Ces débruiteurs ne se contentent pas d’optimiser l’éclairage statique. Chacun d’eux résout également les problèmes de rendu gênants associés aux réflexions à faible nombre de rayons sur des surfaces en mouvement. En utilisant le débruiteur standard, les reflets sur l’eau peuvent sembler saccadés. En passant au débruitage ML, l’image devient plus fluide et stable, tout en bénéficiant d’un éclairage local de meilleure qualité. L’impact est tel que l’on obtient des paramètres d’éclairage de très haute qualité, inaccessibles sans le débruitage ML sur PC.

Évidemment, l’utilisation d’un débruiteur plus performant a un coût computationnel, entraînant une baisse des taux de rafraîchissement. Sur un RTX 5080 en mode performance 4K, l’activation de la reconstruction des rayons réduit le taux de performance de 14 %. Pour l’AMD RX 9070 XT, ce drop peut atteindre 24 % lorsqu’il est couplé à l’upscaling FSR 4. Les utilisateurs doivent donc peser attentivement leurs choix pour obtenir la performance qui leur convient.

Il est également à noter que, bien que les solutions d’AMD et de Nvidia soient véritablement transformationnelles, chacune comporte des inconvénients. La régénération de rayons d’AMD ne semble pas intégrer de mise à l’échelle avec le débruitage, laissant certains contenus avec un rendu visuellement inférieur. Quant à la reconstruction de rayons de Nvidia, bien qu’elle soit plus claire, la version pré-lancement testée présentait des bugs rendant les cartes de déplacement moins efficaces et occasionnant des disparitions de pluie à l’écran. Pearl Abyss est conscient du problème et nous espérons des améliorations.

Pour terminer, il reste d’autres anomalies dans la version testée, comme des ombres vacillantes dues au soleil et des éléments qui apparaissent brusquement, même sur les réglages cinématographiques les plus élevés. Bien que cela pourrait inclure des effets du code pré-lancement, il est certainement utile de garder un œil sur cela dans la version finale.

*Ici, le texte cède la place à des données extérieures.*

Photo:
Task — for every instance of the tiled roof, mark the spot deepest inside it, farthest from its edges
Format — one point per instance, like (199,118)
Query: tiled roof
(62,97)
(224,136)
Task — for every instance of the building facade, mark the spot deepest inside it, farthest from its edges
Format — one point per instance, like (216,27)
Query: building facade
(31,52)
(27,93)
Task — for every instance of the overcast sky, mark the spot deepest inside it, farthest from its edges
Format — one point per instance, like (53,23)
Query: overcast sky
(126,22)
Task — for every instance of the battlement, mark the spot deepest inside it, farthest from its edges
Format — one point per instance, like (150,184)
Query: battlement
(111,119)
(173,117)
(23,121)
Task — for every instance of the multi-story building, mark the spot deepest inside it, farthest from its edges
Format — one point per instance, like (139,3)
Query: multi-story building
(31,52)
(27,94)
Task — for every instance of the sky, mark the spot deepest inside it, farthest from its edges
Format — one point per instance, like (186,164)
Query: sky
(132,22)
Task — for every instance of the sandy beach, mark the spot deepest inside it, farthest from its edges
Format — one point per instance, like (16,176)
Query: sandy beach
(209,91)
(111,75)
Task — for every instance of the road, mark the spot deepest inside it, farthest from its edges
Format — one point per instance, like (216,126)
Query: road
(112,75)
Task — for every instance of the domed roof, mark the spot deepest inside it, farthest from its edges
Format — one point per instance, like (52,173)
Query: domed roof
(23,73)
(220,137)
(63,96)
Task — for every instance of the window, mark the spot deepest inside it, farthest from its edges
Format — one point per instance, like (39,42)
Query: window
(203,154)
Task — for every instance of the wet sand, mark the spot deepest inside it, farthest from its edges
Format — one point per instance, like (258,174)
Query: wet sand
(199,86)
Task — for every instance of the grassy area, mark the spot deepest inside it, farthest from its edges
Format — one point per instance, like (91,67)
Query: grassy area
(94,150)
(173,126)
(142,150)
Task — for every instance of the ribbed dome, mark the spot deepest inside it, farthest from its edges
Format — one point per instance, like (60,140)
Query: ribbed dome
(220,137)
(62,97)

Ce qui est particulièrement fascinant, c’est l’importance du débruitage associé au ray tracing. Grâce à la régénération et à la reconstruction de rayons, nous disposons d’une option d’éclairage haut de gamme tellement marquante qu’il devient difficile de revenir en arrière une fois que l’on y a goûté. Cela souligne également le rôle essentiel que le Machine Learning pourrait jouer dans l’univers vidéoludique de demain.

Points à retenir

  • La régénération de rayons d’AMD et la reconstruction de rayons de Nvidia transforment l’éclairage dans Crimson Desert.
  • Le ray tracing est utilisé pour l’éclairage indirect, mais des compromis en termes de qualité sont nécessaires pour maintenir la performance.
  • Les performances en jeu peuvent diminuer en fonction de la complexité des filtres de débruitage utilisés.
  • Il existe des limitations dans la mise à l’échelle et le débruitage, affectant la qualité visuelle dans certains cas.
  • Des phénomènes comme des ombres vacillantes ou des éléments apparaissant brusquement peuvent encore être présents dans les versions pré-lancement.

En tant que passionné de jeux vidéo, je ne peux m’empêcher de m’interroger sur l’avenir de cette technologie. Alors que le débruitage ML devient de plus en plus intégré, sommes-nous véritablement prêts à accepter ces compromis en matière de performance pour une expérience de jeu plus immersive ? Le débat est lancé, et il mérite notre attention.